A referendum in France could soon ask whether abortion should become a constitutional right

“Abortion has become a dogma for the parliamentary majority”, laments Franck Meyer of the Evangelical Protestant Committee for Human Dignity. The Senate could slow down the process.

Joel Forster , Evangelical Focus

PARIS · 30 NOVEMBER 2022 · 15:00 CET

French National Assembly. / <a target="_blank" href="https://commons.wikimedia.org/wiki/File:National_Assembly_of_France_-_panoramio.jpg">Jarosław Baranowski</a>, Wikimedia Commons.,
French National Assembly. / Jarosław Baranowski, Wikimedia Commons.

With a large majority of 337 votes for and 32 against, the lower house of the French parliament approved a draft law to enshrine abortion rights in the Constitution.

The text says that “no one can infringe the right to voluntary termination of pregnancy and contraception”. The law will now be submitted to the Senate.

A referendum would be the last step to make abortion a constitutional right in France.

Many conservative and Catholic politicians have already said that changing the constitution was unnecessary because of the legal protections already in place in France.

The French Evangelical Protestant Committee for Human Dignity (CPDH), had also warned that “including abortion in the Constitution would authorise a death penalty for unborn children”.

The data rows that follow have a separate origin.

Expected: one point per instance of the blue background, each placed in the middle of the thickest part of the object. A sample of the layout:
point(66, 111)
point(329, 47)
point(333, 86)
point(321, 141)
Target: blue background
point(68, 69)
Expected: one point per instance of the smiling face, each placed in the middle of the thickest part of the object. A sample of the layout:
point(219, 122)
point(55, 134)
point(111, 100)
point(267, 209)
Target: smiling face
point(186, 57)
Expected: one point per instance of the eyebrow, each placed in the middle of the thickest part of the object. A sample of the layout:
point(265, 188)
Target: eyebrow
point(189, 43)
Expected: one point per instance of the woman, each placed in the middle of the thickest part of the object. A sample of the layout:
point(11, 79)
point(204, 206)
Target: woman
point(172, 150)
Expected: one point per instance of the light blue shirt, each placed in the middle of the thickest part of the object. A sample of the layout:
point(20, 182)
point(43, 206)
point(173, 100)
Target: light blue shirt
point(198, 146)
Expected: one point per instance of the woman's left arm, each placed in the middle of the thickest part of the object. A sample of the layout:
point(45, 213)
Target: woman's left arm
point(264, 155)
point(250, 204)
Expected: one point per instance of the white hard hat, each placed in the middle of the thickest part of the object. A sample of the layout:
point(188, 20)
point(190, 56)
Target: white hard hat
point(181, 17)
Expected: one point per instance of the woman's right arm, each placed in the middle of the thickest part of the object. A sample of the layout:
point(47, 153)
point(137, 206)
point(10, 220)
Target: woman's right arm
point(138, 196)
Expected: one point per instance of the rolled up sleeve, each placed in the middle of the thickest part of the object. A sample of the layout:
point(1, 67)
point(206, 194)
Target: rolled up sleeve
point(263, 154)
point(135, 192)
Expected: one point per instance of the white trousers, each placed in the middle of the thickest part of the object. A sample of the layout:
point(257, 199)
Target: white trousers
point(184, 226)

Only one month ago, a first attempt was rejected by the French Senate with 139 votes in favour and 172 against.

Abortion is legal in France since 1974. The latest modification was in February 2022, when the legal limit changed from 12 to 14 weeks.

Evangelical Focus asked Franck Meyer, president of the Protestant Committee of Human Dignity (CPDH in French), about his views on this debate.

 

Question. The first attempt to make abortion a fundamental constitutional right was in October and failed. Why this new try so soon?

Answer. There is a real opposition between the Senate and the National Assembly on the subject of the constitutionalisation of abortion in France.

The majority of the new parliamentarians want to toughen up the legislation on abortion partly because they fear that what happened in the United States (the freedom of choice given to the states) could happen in France.

 

Q. The proposal of leftists and Macron's party reads: “No one can infringe the right to voluntary termination of pregnancy and contraception”. What do you think about the wording of the draft law?

A. This is a very totalitarian position that does not allow any reasonable evaluation. It is the very example of an ideological isolation that forbids any intellectual and factual questioning.

The easy access to contraception should have led to a decrease in the number of abortions over the years, but this has not happened. The public authorities should therefore question themselves and have real policies to prevent abortion and support women and families.

Unfortunately that is not the case. Such is the stubbornness, that abortion has become a dogma for the parliamentary majority. That explains the refusal to listen to the suffering of women who have had abortions, and the desire to trivialise and constitutionalise this procedure.

 

Q. What do evangelical Christians think about the fact that abortion, which is already protected in the law, becomes a fundamental constitutional right?

A. French evangelical Christians are rarely heard on this subject. I know of only two evangelical associations that officially express their position, including us, the CPDH.

For us, the idea that abortion would become a fundamental freedom defended by the French Constitution (in the same way as freedom of expression or of worship), would be a serious decision that could reduce to nothing the value of prenatal human life and probably of life in general.

It would dangerously reinforce the growing dominance of the individual will, the omnipotence of the ego. A Constitution is not meant to assert a particular interest but to serve the general interest.